You will need to install praw, nltk, and scipy if they are not already installed. When installing nltk, be sure to download the relevant material via nltk.download
.
Once this is done, clone the repository and run detector.py
using Python 3. If you get any errors about Reddit authentication, you will need to go into utils.py
and supply your credentials where the PRAW object is authenticated (line 6). Instructions on how to use OAuth can be found here.
You can now open detector.py
; run the isABot
function with any username, and you will get back a number between 0 and 1 that represents how much the Neural Network thinks the user is a bot.
The current code is far from optimized.
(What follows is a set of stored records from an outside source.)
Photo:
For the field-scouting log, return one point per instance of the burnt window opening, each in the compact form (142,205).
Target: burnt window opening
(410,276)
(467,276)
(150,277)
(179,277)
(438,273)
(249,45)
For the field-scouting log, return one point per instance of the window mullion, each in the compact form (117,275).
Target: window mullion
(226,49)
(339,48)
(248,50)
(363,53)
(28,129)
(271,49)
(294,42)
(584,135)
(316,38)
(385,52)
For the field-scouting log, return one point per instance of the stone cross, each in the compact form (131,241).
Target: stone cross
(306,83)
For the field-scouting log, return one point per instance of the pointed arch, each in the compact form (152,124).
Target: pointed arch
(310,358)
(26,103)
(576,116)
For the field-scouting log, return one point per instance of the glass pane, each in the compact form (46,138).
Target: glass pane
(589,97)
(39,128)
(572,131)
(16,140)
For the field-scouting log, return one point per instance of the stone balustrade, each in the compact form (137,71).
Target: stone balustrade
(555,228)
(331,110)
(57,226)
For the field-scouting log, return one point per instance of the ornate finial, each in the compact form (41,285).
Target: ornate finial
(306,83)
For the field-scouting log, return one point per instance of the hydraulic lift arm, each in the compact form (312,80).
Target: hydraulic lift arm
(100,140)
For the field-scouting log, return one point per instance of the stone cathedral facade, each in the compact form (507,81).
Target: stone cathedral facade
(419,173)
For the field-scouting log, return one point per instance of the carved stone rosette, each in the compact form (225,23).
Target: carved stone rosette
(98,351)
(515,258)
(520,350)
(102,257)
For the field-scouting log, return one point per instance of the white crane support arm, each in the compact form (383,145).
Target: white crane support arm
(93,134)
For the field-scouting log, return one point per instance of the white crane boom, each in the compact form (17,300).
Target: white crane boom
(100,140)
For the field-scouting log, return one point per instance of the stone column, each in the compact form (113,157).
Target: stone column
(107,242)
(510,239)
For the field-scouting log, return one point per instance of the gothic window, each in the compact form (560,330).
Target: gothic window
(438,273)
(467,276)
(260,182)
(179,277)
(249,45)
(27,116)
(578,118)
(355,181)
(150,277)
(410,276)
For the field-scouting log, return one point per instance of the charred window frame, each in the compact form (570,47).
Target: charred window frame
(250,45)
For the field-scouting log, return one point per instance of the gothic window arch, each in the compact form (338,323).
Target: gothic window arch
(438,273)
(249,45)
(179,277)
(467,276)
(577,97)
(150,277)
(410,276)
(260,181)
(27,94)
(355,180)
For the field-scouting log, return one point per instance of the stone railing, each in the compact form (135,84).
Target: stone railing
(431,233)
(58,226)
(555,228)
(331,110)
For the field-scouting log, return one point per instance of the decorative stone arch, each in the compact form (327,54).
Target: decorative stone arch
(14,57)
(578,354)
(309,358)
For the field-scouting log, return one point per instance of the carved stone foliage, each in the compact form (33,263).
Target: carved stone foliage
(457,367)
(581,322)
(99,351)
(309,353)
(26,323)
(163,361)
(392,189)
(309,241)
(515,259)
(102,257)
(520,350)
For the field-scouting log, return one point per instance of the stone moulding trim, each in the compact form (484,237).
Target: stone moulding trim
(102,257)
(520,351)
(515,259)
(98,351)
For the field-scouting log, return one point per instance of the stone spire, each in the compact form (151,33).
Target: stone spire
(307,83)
If you would like to add more statistics for the bot to consider, you can do so in the utils.py
file, which hosts the main User
. Implementing additional features will require you to update the User
class to reflect them, as well as re-generate the data.csv
file and increase the number of inputs the network accepts.
If you simply want to adjust the hyperparameters, then no data gathering or additional adjustments are necessary.